Cultivating a Culture of Failure and Learning
Nuru International set out to design the first self-scaling, self-sustaining, holistic, development model to end extreme poverty in rural, remote areas, in our lifetime. We started with a pilot project in Kuria West, Kenya in September 2008. Six years later, our integrated model is making attributable impact and Nuru Kenya is months away from being completely locally managed and led. June 2015 marks a major pillar of proof of concept, leadership sustainability, and the exit of international teams. With this milestone in sight, now seems like an opportune moment to reflect on what has been key to our success so far: failure.
Nuru’s CEO, Jake Harriman, cultivates a culture of failure that is reinforced by one of our most deeply held values: fail fast, learn fast. He encourages us to take bold chances, and he empowers local staff to make critical decisions. He not only expects us to assume significant (though calculated and mindfully hedged) risk to achieve results, he demands it. We even document and share our failures so both Nuru and other organizations can avoid repeating mistakes. It is within that learning-based eco-system that we win.

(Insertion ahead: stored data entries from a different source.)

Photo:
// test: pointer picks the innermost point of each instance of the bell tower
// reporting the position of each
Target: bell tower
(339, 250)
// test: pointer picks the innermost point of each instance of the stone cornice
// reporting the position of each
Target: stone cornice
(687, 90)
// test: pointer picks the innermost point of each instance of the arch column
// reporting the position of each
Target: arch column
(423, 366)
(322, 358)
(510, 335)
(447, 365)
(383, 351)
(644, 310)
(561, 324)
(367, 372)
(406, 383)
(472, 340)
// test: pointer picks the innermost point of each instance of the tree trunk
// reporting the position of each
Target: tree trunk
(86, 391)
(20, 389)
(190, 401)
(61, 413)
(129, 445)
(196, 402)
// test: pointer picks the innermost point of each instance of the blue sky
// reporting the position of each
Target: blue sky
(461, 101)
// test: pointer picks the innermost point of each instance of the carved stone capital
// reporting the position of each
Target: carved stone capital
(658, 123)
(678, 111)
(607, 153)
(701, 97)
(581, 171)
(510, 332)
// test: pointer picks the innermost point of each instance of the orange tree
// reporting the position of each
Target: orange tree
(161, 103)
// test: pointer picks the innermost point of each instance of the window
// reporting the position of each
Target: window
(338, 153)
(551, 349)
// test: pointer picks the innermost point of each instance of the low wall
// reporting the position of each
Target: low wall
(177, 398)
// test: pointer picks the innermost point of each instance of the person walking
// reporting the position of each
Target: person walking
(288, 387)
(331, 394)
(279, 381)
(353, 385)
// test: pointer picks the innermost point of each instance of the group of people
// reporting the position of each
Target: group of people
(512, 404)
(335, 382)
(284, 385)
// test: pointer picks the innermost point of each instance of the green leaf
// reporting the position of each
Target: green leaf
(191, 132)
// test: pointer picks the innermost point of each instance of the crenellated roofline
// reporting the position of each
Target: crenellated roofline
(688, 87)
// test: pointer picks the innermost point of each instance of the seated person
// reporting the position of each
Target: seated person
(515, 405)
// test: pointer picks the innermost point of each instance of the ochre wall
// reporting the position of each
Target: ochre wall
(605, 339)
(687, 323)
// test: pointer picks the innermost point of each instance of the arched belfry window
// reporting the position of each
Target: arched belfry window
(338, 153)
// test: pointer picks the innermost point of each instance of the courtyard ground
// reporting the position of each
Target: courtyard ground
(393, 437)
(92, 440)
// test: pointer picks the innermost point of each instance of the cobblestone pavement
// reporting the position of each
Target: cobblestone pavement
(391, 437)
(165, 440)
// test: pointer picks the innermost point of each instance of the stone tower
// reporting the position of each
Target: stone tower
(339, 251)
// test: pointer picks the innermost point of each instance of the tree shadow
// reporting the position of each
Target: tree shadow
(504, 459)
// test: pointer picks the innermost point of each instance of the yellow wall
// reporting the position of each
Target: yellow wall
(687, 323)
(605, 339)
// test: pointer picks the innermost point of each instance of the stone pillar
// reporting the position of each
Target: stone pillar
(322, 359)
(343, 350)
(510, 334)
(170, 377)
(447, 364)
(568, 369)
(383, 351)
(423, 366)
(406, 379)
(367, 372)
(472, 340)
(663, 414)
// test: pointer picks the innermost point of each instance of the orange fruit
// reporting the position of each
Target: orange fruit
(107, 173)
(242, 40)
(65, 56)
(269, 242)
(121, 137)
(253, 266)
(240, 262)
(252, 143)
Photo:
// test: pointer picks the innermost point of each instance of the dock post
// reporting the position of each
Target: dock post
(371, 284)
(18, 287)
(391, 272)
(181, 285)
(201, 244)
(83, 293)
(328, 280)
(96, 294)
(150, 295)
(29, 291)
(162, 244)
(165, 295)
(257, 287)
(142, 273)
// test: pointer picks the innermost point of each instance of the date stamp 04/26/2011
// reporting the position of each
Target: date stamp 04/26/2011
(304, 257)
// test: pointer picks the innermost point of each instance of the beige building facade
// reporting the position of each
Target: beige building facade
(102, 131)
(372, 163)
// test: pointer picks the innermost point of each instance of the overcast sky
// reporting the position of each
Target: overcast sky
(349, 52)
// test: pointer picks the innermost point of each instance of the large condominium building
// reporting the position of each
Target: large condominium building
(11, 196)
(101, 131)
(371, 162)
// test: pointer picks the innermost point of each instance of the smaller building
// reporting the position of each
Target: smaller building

In that spirit, I was discussing past failures with Nuru Kenya’s dynamic and highly talented Country Director, Pauline Wambeti. She asked me: “To what extent do you think I should tolerate failure in my organization?” I told her, “As much as is in your instinct.” However, for those times instinct doesn’t provide enough clarity, I advised her to consider whether a situation falls in one of these five categories of failure:
Failure of circumstance is that which is the result of something outside of our control. Our reaction should be to thoroughly debrief the event and integrate those lessons into our planning for next season, hedging future risks and learning from the experience. Failure of circumstance reflects the unfair, cold, dark and non-linear world in which we live.
Failure of design is a by-product of the innovation process. Failure of design is an imperative step toward successful design. These realizations should be celebrated because they are the fuel of any learning organization.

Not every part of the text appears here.